I recently went to a Paul McCartney concert at the Redskins' stadium outside of Washington, DC. In case you weren't aware - I've admired The Beatles as long as I can remember, and that's at least five years. We were on the third row from the stage (yes, THIRD), and the experience rates in my list of top musical experiences ever. It was incredible. But at the end of the show, something interesting happened: the last thing that Sir Paul did before he left the stage - and I have a witness to this - is point at me, wink, and then give me the "thumbs up."
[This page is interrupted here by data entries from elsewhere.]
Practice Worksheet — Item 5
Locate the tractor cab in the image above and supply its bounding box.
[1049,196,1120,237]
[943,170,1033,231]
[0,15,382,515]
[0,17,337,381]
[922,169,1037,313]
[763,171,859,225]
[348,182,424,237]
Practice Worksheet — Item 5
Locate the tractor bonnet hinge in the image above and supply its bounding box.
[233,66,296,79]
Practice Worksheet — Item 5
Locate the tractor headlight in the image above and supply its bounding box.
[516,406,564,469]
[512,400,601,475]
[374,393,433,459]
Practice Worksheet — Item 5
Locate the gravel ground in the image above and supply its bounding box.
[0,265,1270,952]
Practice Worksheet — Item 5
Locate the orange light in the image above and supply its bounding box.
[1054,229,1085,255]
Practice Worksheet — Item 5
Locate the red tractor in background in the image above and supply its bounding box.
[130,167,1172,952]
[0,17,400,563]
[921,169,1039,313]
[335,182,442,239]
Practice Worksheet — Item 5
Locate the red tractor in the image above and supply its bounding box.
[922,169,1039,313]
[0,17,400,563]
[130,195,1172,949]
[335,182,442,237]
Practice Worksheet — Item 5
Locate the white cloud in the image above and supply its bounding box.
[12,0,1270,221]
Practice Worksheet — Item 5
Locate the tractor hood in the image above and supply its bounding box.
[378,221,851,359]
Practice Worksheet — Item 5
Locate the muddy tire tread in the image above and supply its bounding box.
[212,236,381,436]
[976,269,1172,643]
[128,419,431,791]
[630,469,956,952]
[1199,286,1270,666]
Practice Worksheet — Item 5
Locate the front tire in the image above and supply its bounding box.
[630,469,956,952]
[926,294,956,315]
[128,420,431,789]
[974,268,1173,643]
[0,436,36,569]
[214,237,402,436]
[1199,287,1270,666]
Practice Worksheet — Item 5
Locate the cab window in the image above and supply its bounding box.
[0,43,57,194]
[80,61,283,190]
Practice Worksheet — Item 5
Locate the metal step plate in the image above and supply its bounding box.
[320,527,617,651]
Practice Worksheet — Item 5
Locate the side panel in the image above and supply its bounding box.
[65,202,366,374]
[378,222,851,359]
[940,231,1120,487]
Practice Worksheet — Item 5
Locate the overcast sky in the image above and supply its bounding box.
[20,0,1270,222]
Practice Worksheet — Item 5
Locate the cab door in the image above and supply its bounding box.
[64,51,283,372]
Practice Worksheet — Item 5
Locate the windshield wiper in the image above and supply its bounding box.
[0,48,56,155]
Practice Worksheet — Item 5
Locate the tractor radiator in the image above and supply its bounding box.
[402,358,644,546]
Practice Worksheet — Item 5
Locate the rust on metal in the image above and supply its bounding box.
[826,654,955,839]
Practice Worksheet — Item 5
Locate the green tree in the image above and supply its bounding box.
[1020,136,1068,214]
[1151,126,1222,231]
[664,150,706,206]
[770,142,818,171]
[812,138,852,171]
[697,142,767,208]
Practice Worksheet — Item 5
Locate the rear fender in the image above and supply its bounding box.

Over the past few days, I've realized that there are many artists and musicians to which I feel some sort of connection. It's almost like I know Paul McCartney. But I don't. I'm sure that's something that nearly everybody experiences, but I'd never given it much thought.

Since I tend to analyze things, I've been mulling this phenomenon over pretty heavily.

Why do I like these people that I've never even met?

I like Thom Yorke because he's always there when I need him. Jerry Seinfeld and Larry David are always poised to make me laugh at myself. John Lennon's hand is hovering above his guitar, ready to move. Jason Bateman plans to use his dry sense of humor next time I see him, and Bill Murray will make my day just by showing up.

When it comes to my experiences with these artists, they are completely consistent. I know exactly what to expect each and every time. And I don't see how they can ever do anything to hurt me personally. That's why I like them.

You know... there were signs that warned me not to use my cell phone in that courtroom. There were signs regarding the prohibition of weapons. There were signs that directed me to the restrooms. But how was I to know that my speaking would cause such a reaction? Had he personally approached me BEFORE I talked - sharing the pain he was going to feel when a word left my mouth - I would have known better.

If you're about to make a self-destructive decision, and someone you care about approaches you, warning, "if you do this, you're really going to hurt me," then just don't do it.

Suck it up. Take one for the team. Keep your respect and dignity. Don't hurt people.